Skye clambered onto the wagon seat and turned themules, only to discover the post's bourgeois, Alexander Barclay, observing him.
"Two cows, poor doings," Skye said.
"Buffalo aplenty here."
Skye repressed his anger. It had been hard enough to come up even with that. Barclay, like himself, was an Englishman, but there the resemblance ended. Barclay knew all about Skye, the deserter from the Royal Navy who had jumped ship at Fort Vancouver and become a mountain man. His obdurate disapproval of Skye stood between them, and had made life at Bent's Fort grim at times, and never joyous.

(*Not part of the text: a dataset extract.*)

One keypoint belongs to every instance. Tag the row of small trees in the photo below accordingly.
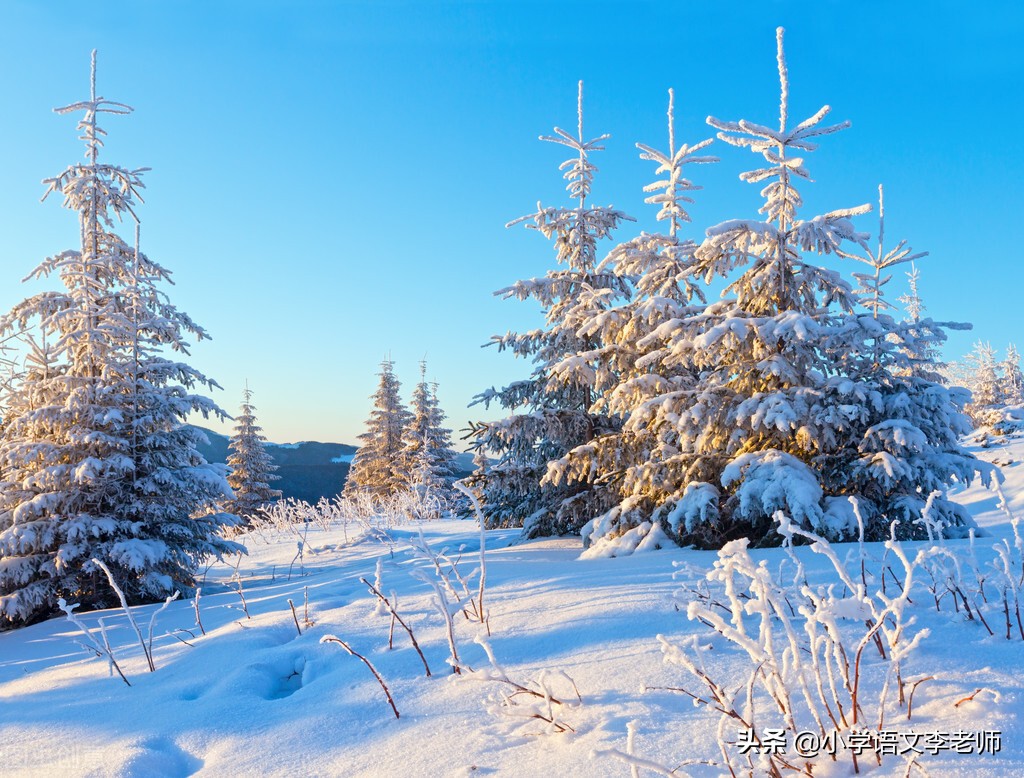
(402, 449)
(995, 385)
(651, 409)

Skye, not wishing to talk further, hawed the mules, and steered the wagon around to the rear of the post and into the spacious corrals there. He was bone tired but he compelled himself to remove the harness, hang it up on its pegs, rub down and grain the mules, and check their feet for hoof cracks and stone bruises.
By the time he had finished, the gong had sounded. But he headed for his apartment, a cubicle partitioned off from the hunters' quarters, to clean himself. Victoria was there, freshened and ready to eat. She was one of few women on the post, and the only pureblooded Indian, and that made for uneasy circumstances. Some of the engages resented her; others eyed her intently, their designs plain in their gazes. Skye suspected she had fought several off with the glint of her skinning knife, and had chosen not to tell him about it.
He sighed. Bent's Fort had given them security, comfort, a modest wage, and a refuge from weather. But Victoria was too much alone among so many white men, and Skye knew she was enduring life rather than enjoying it. He wasn't faring much better. But the beaver trade was plumb belly-up and a man had few places to turn.
They exited their quarters, passed through the empty dormitory and into the yard, where they encountered Lucas Goddam Murray, the chief trader.
"Say, mate," said Skye, falling in with the trader, "you mind translating for a minute?"
"Planned to eat."
"Standing Alone wants to talk with me."
"Cold meat." He glared. "Well, the day's been ruined enough, so I guess I can translate for the Cheyenne and eat cold stew."
"I'm obliged," Skye said. He steered Lucas and Victoria toward the great cottonwood gate, to see what the savage woman wanted.